With Colbert’s extensive voice acting experience on everything from The Venture Bros. to Harvey Birdman: Attorney at Law, it’s surprising that Colbert wasn’t on The Simpsons sooner. Though he’s obviously got a decent range, at some point the showrunners decided they basically wanted Colbert’s character to be more or less the same one he plays on his parody pundit show.
“Okay Homer, I don’t know anything about planes, but I know about you. You have what made America great: no understanding of the limits of your power and a complete lack of concern for what anyone thinks of you. So you’ll land that plane. And do you know why? Because I heard some guy say you couldn’t.”
84. Dennis Franz as “Homer”
Episode: “Homer Badman”
Sometimes the quickest guest starring roles are the best. Playing on the fact that he’d probably be perfect as a live-action Homer Simpson, Franz plays himself playing an “evil” Homer in a Lifetime-style TV movie. It’s a throwaway joke, but one we’d be willing to watch for two hours.
‘Ashley’: “No, Mr. Simpson, that’s sexual harassment. If you keep it up, I’ll yell so loud the whole country will hear!”
‘Homer’: [laughs] “With a man in the White House? [laughs] Not likely!”
83. Eric Idle as Declan Desmond
Episode: “‘Scuse Me While I Miss the Sky”
Even if you don’t recognize his name, you’ve probably seen Eric Idle in A Fish Called Wanda or one of the Monty Python flicks. Barring that, you at least have to remember his voice.

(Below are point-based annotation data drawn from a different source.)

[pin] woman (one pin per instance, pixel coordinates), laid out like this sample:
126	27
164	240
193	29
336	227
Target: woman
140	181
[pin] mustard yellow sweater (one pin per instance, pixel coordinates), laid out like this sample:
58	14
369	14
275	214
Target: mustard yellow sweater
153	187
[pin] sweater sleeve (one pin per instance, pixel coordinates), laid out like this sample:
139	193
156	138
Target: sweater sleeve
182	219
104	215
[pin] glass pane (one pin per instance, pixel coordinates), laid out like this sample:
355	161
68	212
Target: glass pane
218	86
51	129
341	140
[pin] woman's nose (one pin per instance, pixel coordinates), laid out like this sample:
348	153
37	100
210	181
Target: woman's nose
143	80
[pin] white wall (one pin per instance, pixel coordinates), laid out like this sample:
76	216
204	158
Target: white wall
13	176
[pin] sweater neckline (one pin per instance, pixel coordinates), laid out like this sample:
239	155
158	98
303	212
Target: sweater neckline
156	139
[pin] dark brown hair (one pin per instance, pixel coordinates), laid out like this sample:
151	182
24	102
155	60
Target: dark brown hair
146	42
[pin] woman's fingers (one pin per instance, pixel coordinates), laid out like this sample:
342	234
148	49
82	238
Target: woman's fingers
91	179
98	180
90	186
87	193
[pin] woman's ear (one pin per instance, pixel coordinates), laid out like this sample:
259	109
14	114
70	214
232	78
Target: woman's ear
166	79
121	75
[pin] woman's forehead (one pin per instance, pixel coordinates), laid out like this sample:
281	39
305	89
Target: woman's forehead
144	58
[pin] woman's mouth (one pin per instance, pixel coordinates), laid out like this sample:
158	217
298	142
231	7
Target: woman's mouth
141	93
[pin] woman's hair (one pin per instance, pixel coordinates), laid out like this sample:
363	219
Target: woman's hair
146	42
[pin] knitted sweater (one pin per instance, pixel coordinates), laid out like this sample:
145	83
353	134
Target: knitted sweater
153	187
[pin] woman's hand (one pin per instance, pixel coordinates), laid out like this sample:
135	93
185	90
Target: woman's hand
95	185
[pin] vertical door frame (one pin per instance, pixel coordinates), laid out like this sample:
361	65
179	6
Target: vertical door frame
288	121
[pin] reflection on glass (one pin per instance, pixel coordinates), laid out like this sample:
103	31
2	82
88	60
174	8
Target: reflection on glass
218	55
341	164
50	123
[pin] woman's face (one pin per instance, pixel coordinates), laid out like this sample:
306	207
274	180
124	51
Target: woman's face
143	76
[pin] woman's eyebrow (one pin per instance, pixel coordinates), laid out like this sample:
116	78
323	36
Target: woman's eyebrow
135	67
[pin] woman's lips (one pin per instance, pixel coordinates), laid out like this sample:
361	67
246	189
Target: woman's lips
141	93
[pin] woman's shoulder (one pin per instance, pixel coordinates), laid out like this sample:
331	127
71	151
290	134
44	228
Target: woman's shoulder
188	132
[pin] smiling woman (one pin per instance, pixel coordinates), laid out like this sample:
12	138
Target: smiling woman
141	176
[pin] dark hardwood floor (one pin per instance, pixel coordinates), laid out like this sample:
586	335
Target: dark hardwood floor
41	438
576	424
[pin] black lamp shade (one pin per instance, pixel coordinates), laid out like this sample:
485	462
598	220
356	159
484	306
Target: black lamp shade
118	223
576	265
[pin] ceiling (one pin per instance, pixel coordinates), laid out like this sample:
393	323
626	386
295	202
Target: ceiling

Even in documentary-filmmaker mode, it’s unmistakably the same guy who lead the singalong while crucified in The Life of Brian.
“America is supposed to be democracy. But in the school yard, cool rules. And Springfield’s Machiavelli of the monkey bars is one Bartholomew Simpson. On today’s royal agenda; digging up dirt clods to throw at his school chums.”
82. John Waters as John
Episode: “Homer’s Phobia”
Though The Simpsons tends to magnify personalities, Waters was actually toned down in comparison to his usual zaniness. It helps make his character more relatable to the audience and more importantly to Homer, who like a sad amount of people in the ‘90s, still had some issues with homosexuality.
“Homer, I won your respect, and all I had to do was save your life. Now, if every gay man could just do the same, you’d be set.”
81. Penny Marshall as Ms. Botz
Episode: “Some Enchanted Evening”
The grotesque Ms. Botz is terrifying in part because of the odd techniques of early Simpsons animation, but Marshall helped a lot with her grizzled, unsettling voice. It’s a wonder the character has never showed up again in any major way. Maybe Marshall figured she’d go out on top.
“You’re going to watch this tape, and you’re going to do what I say or I’m going to do something to you. And I don’t know what that is because everyone has always done what I say!”
80. Cloris Leachman as Mrs. Glick
Episode: “Three Men and a Comic Book”
Leachman only played the elderly Mrs. Glick for the one episode, but her performance informed the definition of the character for years afterwards. If only her grisly war flashbacks came with her.
“Filthy! But genuinely arousing.”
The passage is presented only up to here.